Monday, June 28, 2010

In the Key of B-flat


The walk home has been different the past couple of weeks. I first noticed it two Mondays ago. Piazza Navonna, usually a beehive of activity, was quiet, well, relatively. A dozen African drummers and dancers were taking a spirited lap around the oval but had only gathered a handful of followers. The usual gang of living manikins and other “performers” were all standing around, a collective expression of “What the F&#@?” on their painted faces.
A few blocks over, the Pantheon square was even quieter. The bad mime had gone home and that woman in the evening gown was playing her synthesized accordion for the sparsely filled late night diner’s tables.
I didn’t give it much thought at the time. Nothing particularly odd about a quiet Monday night . Maybe it was just one of those chaos theory things. I just kept walking but as I was entering the home stretch , an unfamiliar nose started to fill the evening air. Actually, it wasn’t altogether unfamiliar. It sounded like a swarm of bees or, more accurately, the constant droning of the 17 year locusts. But, locusts? In Rome? Then I turned the corner and realized that what I was hearing was the sound of thirty thousand or so vuvuzelas blaring from a couple of flat screen TVs hung outside of Druid’s Rock, a British pub a block or so from the backside of Santa Maria . Gathered around those screens were a couple of hundred British soccer fans (or were they fans of British soccer. Whatever they were, they were certainly getting their World Cup on.

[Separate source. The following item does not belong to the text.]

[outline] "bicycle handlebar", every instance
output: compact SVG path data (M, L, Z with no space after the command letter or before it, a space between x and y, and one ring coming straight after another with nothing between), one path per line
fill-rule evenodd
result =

I’ve never followed soccer, well, at least not since my godson graduated to peewee lacrosse, and that was a much different game. (As I recall, everybody but the goalie, and sometime him too, would swarm to the ball, occasionally kicking it towards whatever direction had the most open sky). Todasy, I can’t say that I understand the game but I over the past few weeks I have come to admire the devotion that the game is awarded over here.
I’m not just talking Italians either. Druid’s Rock seems to be a soccer Mecca in town, regardless who’s playing. Monday it might be Brits and Tuesday the Cameroons. Last night Argentineans held sway. The strongest showing has far and away been the South Koreans who showed up with drums and organized chants. Their cheers were constant. A simple successful kick from one player to another was met with barely controlled bedlam. When the ball got within 20 meters of the goal, it got absolutely scary. I wandered off, only to collide with scores of young Koreans running down to the bar. It looked like something out of an old Chef Boy-Ar-Dee commercial (except it was dark and they were Korean).
Everybody is following this, walk down the street and every radio is tuned in. Walk down the street and the televised green pitch glows through the door of a cafĂ©, the window of a hotel lobby or the curtains of an apartment. (Hey, I’m starting to sound like a Peeping Tom here.) One night I did hear some guy rocking out to Eat A Peach but I think he was quickly deported. Besides the great viewer ratings, the number of kids playing soccer in the parks seemed triple. My Italian is still pretty meager but it seemed that it was all anybody was talking about.
And then…the dream ended. Italy, the defending champs, failed to make it out of the first round, they were defeated by Slovakia. One friend, who had watched the game in a bar with a couple of her Slovakian friends, said that the scene got ugly, Italian men were trying to trip the Slovak girls on their way out the door. Still, there wasn’t the violence that would accompany a similar loss in the states. Mostly people just looked sad, a little wistful (I imagine it didn’t help that the US was still in it, clearly an indication of the end of days. Of course, that curiosity has since been righted.) The next morning while walking to work, I passed through a park to see a couple of kids tossing around a soccer ball, with their hands. Clearly the actions of the broken hearted.
By the next day, however, things were getting back to normal. Crowds were still gathering around the TVs. I don’t know if it’s because the town is filled with tourists , or if, for the Italians, any kind of soccer beats no soccer. Either way, the fever is still high. I hear that they have set up a Jumbotron at Villa Borghese which continues to draw a solid crowd. The Germans were whooping up their win over England yesterday. Even the kids were back in the park this morning, and using their feet.